Monday morning came and Karen shoved Mango and me off the dock while she hoped on the bicycle to pickup the rental car and meet me at the boatyard. About an hour and half later Karen grabbed Mango’s bowline as she approached the Glades dock. We ate a quick lunch and Karen started unloading Mango into the rental car as I changed oil and removed the house and starter batteries. The rental car we reserved was an SUV but what we ended up with was a Ford Fiesta, drastically different. Needless to say that the Fiesta was filled to the rim with all our possessions heading back to Illinois plus an outboard motor that needs works. We were happy that we still fit into the car after loading it, now our only snafu was the fact that Home Depot guaranteed a delivery of Coolaroo fabric to cover Mango that did not arrive and wouldn’t arrive for several days. The Glades assured us that they would contact us when the fabric arrived and we’d be able to come back and cover Mango when it did arrive. The fabric did arrive 6 days later and we got her all covered after another 300 mile trip. She looks good all wrapped up and if the fabric works as advertised will minimize sun damage and summer heat.

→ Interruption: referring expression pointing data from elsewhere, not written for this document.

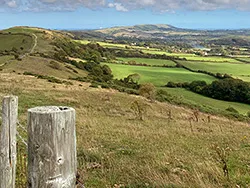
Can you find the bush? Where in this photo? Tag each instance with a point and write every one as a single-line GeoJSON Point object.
{"type": "Point", "coordinates": [55, 65]}
{"type": "Point", "coordinates": [233, 110]}
{"type": "Point", "coordinates": [248, 114]}
{"type": "Point", "coordinates": [94, 85]}
{"type": "Point", "coordinates": [147, 90]}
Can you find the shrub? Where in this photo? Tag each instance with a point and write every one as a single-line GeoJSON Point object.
{"type": "Point", "coordinates": [55, 65]}
{"type": "Point", "coordinates": [248, 114]}
{"type": "Point", "coordinates": [233, 110]}
{"type": "Point", "coordinates": [147, 90]}
{"type": "Point", "coordinates": [94, 85]}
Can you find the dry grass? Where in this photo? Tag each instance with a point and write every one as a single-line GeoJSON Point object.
{"type": "Point", "coordinates": [117, 150]}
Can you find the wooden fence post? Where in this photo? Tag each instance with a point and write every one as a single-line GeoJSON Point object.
{"type": "Point", "coordinates": [8, 142]}
{"type": "Point", "coordinates": [51, 147]}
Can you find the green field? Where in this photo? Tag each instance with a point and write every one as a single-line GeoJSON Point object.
{"type": "Point", "coordinates": [211, 104]}
{"type": "Point", "coordinates": [244, 59]}
{"type": "Point", "coordinates": [159, 62]}
{"type": "Point", "coordinates": [241, 71]}
{"type": "Point", "coordinates": [22, 43]}
{"type": "Point", "coordinates": [192, 57]}
{"type": "Point", "coordinates": [157, 75]}
{"type": "Point", "coordinates": [111, 45]}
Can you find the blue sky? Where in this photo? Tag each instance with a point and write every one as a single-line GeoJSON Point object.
{"type": "Point", "coordinates": [83, 14]}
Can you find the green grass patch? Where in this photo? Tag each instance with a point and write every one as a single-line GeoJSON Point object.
{"type": "Point", "coordinates": [147, 61]}
{"type": "Point", "coordinates": [237, 70]}
{"type": "Point", "coordinates": [210, 104]}
{"type": "Point", "coordinates": [157, 75]}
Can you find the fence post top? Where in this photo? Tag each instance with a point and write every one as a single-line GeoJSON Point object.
{"type": "Point", "coordinates": [50, 109]}
{"type": "Point", "coordinates": [10, 96]}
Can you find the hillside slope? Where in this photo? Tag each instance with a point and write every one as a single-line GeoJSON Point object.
{"type": "Point", "coordinates": [29, 49]}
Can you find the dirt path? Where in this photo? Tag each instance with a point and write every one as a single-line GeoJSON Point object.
{"type": "Point", "coordinates": [33, 47]}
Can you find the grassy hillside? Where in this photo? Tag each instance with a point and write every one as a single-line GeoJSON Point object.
{"type": "Point", "coordinates": [158, 75]}
{"type": "Point", "coordinates": [42, 66]}
{"type": "Point", "coordinates": [159, 62]}
{"type": "Point", "coordinates": [37, 53]}
{"type": "Point", "coordinates": [21, 42]}
{"type": "Point", "coordinates": [167, 149]}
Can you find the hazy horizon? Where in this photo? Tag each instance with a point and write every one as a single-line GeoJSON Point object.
{"type": "Point", "coordinates": [95, 14]}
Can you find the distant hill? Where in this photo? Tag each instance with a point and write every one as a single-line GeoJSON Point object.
{"type": "Point", "coordinates": [33, 50]}
{"type": "Point", "coordinates": [163, 32]}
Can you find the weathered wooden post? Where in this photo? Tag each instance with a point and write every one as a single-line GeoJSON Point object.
{"type": "Point", "coordinates": [8, 142]}
{"type": "Point", "coordinates": [51, 147]}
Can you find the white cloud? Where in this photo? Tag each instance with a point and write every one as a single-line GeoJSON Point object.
{"type": "Point", "coordinates": [12, 4]}
{"type": "Point", "coordinates": [171, 5]}
{"type": "Point", "coordinates": [124, 5]}
{"type": "Point", "coordinates": [118, 7]}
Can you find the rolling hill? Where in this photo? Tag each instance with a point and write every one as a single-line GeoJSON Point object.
{"type": "Point", "coordinates": [127, 140]}
{"type": "Point", "coordinates": [30, 49]}
{"type": "Point", "coordinates": [169, 34]}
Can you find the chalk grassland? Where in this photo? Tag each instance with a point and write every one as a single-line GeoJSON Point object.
{"type": "Point", "coordinates": [157, 75]}
{"type": "Point", "coordinates": [40, 66]}
{"type": "Point", "coordinates": [159, 62]}
{"type": "Point", "coordinates": [116, 150]}
{"type": "Point", "coordinates": [45, 38]}
{"type": "Point", "coordinates": [22, 43]}
{"type": "Point", "coordinates": [237, 70]}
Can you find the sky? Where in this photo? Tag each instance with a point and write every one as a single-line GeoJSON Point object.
{"type": "Point", "coordinates": [95, 14]}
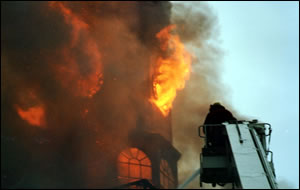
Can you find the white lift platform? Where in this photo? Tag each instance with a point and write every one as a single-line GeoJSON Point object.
{"type": "Point", "coordinates": [238, 154]}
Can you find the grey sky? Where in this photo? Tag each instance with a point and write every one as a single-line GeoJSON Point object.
{"type": "Point", "coordinates": [261, 69]}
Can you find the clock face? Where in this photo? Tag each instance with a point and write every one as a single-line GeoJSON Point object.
{"type": "Point", "coordinates": [134, 164]}
{"type": "Point", "coordinates": [166, 176]}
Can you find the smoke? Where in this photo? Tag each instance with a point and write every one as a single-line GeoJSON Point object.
{"type": "Point", "coordinates": [87, 64]}
{"type": "Point", "coordinates": [198, 29]}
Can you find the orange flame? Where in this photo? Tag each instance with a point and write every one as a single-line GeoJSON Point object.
{"type": "Point", "coordinates": [172, 71]}
{"type": "Point", "coordinates": [85, 85]}
{"type": "Point", "coordinates": [34, 115]}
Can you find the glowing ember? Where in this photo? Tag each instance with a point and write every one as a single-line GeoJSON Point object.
{"type": "Point", "coordinates": [171, 71]}
{"type": "Point", "coordinates": [34, 116]}
{"type": "Point", "coordinates": [69, 73]}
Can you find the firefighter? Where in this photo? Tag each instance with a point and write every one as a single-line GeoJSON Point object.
{"type": "Point", "coordinates": [217, 115]}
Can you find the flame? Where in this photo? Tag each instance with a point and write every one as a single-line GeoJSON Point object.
{"type": "Point", "coordinates": [69, 73]}
{"type": "Point", "coordinates": [171, 71]}
{"type": "Point", "coordinates": [35, 116]}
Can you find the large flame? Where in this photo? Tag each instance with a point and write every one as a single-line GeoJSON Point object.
{"type": "Point", "coordinates": [171, 71]}
{"type": "Point", "coordinates": [69, 73]}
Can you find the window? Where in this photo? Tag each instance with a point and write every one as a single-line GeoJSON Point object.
{"type": "Point", "coordinates": [133, 164]}
{"type": "Point", "coordinates": [166, 176]}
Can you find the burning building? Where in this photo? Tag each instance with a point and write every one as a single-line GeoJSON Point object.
{"type": "Point", "coordinates": [86, 94]}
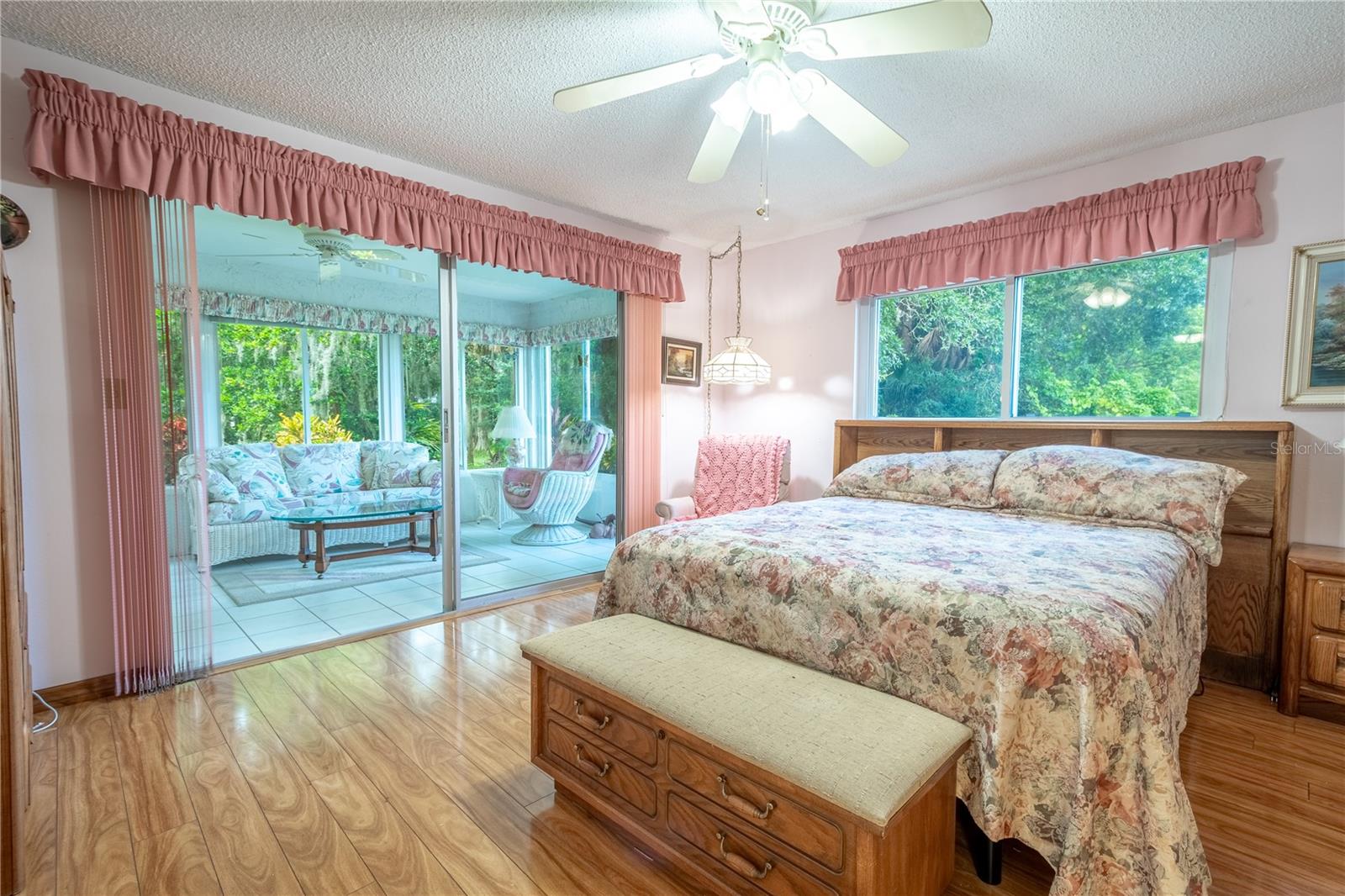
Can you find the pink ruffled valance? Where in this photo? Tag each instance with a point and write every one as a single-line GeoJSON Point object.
{"type": "Point", "coordinates": [109, 140]}
{"type": "Point", "coordinates": [1194, 208]}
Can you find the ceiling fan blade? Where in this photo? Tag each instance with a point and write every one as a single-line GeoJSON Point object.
{"type": "Point", "coordinates": [595, 93]}
{"type": "Point", "coordinates": [272, 255]}
{"type": "Point", "coordinates": [744, 18]}
{"type": "Point", "coordinates": [374, 255]}
{"type": "Point", "coordinates": [731, 119]}
{"type": "Point", "coordinates": [847, 118]}
{"type": "Point", "coordinates": [942, 24]}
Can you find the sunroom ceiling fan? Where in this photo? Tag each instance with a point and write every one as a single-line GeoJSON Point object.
{"type": "Point", "coordinates": [330, 248]}
{"type": "Point", "coordinates": [762, 34]}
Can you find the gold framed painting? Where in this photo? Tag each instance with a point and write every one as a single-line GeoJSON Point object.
{"type": "Point", "coordinates": [681, 362]}
{"type": "Point", "coordinates": [1315, 356]}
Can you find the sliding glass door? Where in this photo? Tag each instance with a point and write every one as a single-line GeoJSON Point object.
{"type": "Point", "coordinates": [306, 488]}
{"type": "Point", "coordinates": [537, 367]}
{"type": "Point", "coordinates": [377, 435]}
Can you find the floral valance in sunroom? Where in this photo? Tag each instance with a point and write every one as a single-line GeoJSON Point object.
{"type": "Point", "coordinates": [239, 306]}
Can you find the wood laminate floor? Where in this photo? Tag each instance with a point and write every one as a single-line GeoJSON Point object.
{"type": "Point", "coordinates": [398, 764]}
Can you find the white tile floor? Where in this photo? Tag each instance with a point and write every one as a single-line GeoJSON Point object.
{"type": "Point", "coordinates": [240, 631]}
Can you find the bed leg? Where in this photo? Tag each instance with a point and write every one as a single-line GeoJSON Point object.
{"type": "Point", "coordinates": [986, 855]}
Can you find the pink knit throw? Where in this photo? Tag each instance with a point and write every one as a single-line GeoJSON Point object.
{"type": "Point", "coordinates": [736, 472]}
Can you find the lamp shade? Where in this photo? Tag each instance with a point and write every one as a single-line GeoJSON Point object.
{"type": "Point", "coordinates": [513, 423]}
{"type": "Point", "coordinates": [737, 365]}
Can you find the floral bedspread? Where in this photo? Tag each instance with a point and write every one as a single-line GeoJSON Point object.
{"type": "Point", "coordinates": [1069, 650]}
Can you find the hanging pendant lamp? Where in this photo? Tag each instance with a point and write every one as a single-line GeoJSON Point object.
{"type": "Point", "coordinates": [737, 363]}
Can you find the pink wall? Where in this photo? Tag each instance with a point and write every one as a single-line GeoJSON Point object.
{"type": "Point", "coordinates": [61, 420]}
{"type": "Point", "coordinates": [810, 340]}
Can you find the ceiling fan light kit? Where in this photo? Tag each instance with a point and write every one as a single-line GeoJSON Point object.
{"type": "Point", "coordinates": [760, 34]}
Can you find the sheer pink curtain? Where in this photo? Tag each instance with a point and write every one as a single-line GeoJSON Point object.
{"type": "Point", "coordinates": [141, 246]}
{"type": "Point", "coordinates": [642, 432]}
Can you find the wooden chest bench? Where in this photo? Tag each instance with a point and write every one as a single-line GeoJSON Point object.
{"type": "Point", "coordinates": [746, 771]}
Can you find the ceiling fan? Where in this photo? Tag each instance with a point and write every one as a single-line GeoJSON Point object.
{"type": "Point", "coordinates": [760, 34]}
{"type": "Point", "coordinates": [331, 248]}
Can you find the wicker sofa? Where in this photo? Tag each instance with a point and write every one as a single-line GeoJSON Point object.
{"type": "Point", "coordinates": [248, 485]}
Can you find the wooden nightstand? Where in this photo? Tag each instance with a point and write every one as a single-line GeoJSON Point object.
{"type": "Point", "coordinates": [1313, 667]}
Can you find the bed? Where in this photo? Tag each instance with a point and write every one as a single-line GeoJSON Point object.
{"type": "Point", "coordinates": [1069, 647]}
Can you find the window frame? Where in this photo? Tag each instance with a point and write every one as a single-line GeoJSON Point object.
{"type": "Point", "coordinates": [1214, 362]}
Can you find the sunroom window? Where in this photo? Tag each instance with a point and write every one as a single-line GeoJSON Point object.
{"type": "Point", "coordinates": [1136, 338]}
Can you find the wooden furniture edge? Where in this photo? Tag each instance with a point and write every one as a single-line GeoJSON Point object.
{"type": "Point", "coordinates": [625, 705]}
{"type": "Point", "coordinates": [1033, 423]}
{"type": "Point", "coordinates": [1304, 560]}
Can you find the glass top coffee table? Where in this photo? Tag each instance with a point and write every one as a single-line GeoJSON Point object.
{"type": "Point", "coordinates": [318, 521]}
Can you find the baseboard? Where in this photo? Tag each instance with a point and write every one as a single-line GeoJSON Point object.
{"type": "Point", "coordinates": [78, 692]}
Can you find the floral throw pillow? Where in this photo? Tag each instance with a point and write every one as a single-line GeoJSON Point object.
{"type": "Point", "coordinates": [255, 468]}
{"type": "Point", "coordinates": [945, 478]}
{"type": "Point", "coordinates": [392, 465]}
{"type": "Point", "coordinates": [1123, 488]}
{"type": "Point", "coordinates": [219, 488]}
{"type": "Point", "coordinates": [322, 470]}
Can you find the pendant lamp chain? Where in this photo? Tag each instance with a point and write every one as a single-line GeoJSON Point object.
{"type": "Point", "coordinates": [737, 363]}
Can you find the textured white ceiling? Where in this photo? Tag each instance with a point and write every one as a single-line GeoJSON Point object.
{"type": "Point", "coordinates": [466, 87]}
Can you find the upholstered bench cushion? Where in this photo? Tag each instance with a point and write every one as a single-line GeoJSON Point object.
{"type": "Point", "coordinates": [860, 748]}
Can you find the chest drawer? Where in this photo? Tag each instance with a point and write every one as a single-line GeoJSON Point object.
{"type": "Point", "coordinates": [757, 804]}
{"type": "Point", "coordinates": [1327, 661]}
{"type": "Point", "coordinates": [603, 771]}
{"type": "Point", "coordinates": [739, 856]}
{"type": "Point", "coordinates": [1327, 603]}
{"type": "Point", "coordinates": [602, 721]}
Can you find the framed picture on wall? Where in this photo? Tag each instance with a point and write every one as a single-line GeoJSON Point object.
{"type": "Point", "coordinates": [681, 362]}
{"type": "Point", "coordinates": [1315, 358]}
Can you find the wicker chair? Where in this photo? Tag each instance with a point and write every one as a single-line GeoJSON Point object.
{"type": "Point", "coordinates": [551, 498]}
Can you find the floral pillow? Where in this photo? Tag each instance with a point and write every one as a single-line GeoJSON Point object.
{"type": "Point", "coordinates": [392, 465]}
{"type": "Point", "coordinates": [253, 468]}
{"type": "Point", "coordinates": [1123, 488]}
{"type": "Point", "coordinates": [219, 488]}
{"type": "Point", "coordinates": [322, 470]}
{"type": "Point", "coordinates": [946, 478]}
{"type": "Point", "coordinates": [578, 444]}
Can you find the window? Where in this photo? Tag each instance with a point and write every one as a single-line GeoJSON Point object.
{"type": "Point", "coordinates": [1120, 340]}
{"type": "Point", "coordinates": [488, 373]}
{"type": "Point", "coordinates": [421, 380]}
{"type": "Point", "coordinates": [941, 353]}
{"type": "Point", "coordinates": [1134, 351]}
{"type": "Point", "coordinates": [172, 389]}
{"type": "Point", "coordinates": [343, 385]}
{"type": "Point", "coordinates": [261, 382]}
{"type": "Point", "coordinates": [584, 387]}
{"type": "Point", "coordinates": [271, 374]}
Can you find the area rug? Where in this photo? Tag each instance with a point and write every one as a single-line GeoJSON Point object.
{"type": "Point", "coordinates": [261, 579]}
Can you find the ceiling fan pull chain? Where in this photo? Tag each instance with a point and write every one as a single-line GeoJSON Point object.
{"type": "Point", "coordinates": [764, 208]}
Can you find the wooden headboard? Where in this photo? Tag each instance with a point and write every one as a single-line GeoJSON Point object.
{"type": "Point", "coordinates": [1246, 589]}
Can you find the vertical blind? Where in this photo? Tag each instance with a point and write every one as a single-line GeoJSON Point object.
{"type": "Point", "coordinates": [161, 615]}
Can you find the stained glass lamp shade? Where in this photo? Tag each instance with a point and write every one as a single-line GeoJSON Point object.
{"type": "Point", "coordinates": [737, 365]}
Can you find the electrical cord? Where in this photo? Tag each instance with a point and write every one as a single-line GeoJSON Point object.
{"type": "Point", "coordinates": [55, 716]}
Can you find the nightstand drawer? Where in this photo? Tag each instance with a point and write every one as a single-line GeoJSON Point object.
{"type": "Point", "coordinates": [1327, 661]}
{"type": "Point", "coordinates": [1327, 603]}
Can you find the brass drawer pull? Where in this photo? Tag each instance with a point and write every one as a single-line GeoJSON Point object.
{"type": "Point", "coordinates": [741, 804]}
{"type": "Point", "coordinates": [599, 724]}
{"type": "Point", "coordinates": [740, 864]}
{"type": "Point", "coordinates": [588, 764]}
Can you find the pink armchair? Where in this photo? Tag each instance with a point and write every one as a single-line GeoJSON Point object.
{"type": "Point", "coordinates": [732, 472]}
{"type": "Point", "coordinates": [551, 498]}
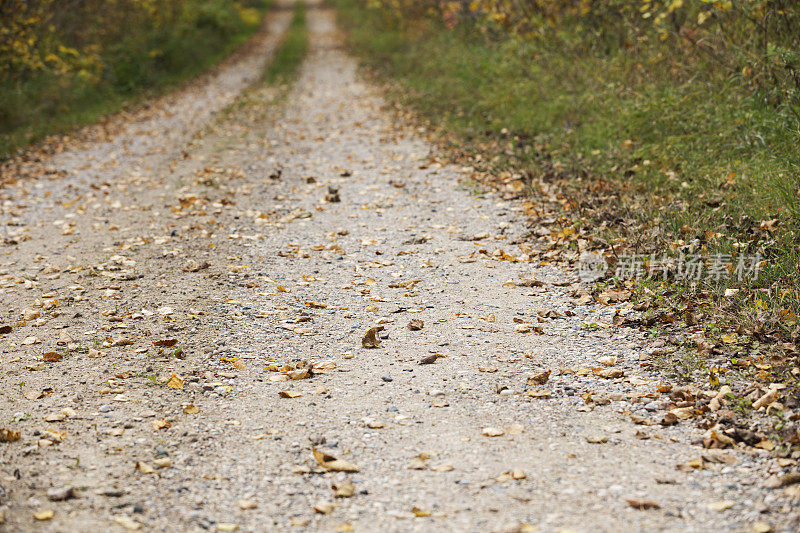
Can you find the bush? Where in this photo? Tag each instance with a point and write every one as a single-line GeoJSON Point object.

|Sailing 25 miles north of Key West|
|Sandhill Crane enjoying bird feeder near|
the in-laws house.
|Now deserted Fort Myers Beach|
|Normally packed streets of Fort Myers Beach now|
We returned to Karen’s parents house to visit for a couple weeks and do a little work around the place for them. I spent time with Al watching every cowboy show/movie ever produced on TV. Not a lot to do when everything is shutdown, no clubhouse, no pool and no going anywhere. Workouts were an early morning activity only due to high humidities and temps in the 90’s, later day activities included a lot of walking. We enjoyed our time with Carol and Al but I do look forward to heading home.
4-14-20 This morning we traveled to the airport to pickup the rental car. I dropped off Karen for the rental pickup and we agreed to meet back Karen’s parents. Shortly after I arrived Karen pulled up and we started going over the Dodge Caravan, I pulled up the stow and go seat compartment only to watch as roaches quickly scattered, I was only able to squish one. Karen was on the phone with Enterprise as we both traveled back to the airport for a replacement. They upgraded us and gave us a few perks for the issues, we examined the van closely before we left. We got back and loaded the van up everything except what we’d need for our trip tomorrow. Illinois here we come, hopefully you’ll warm up a bit.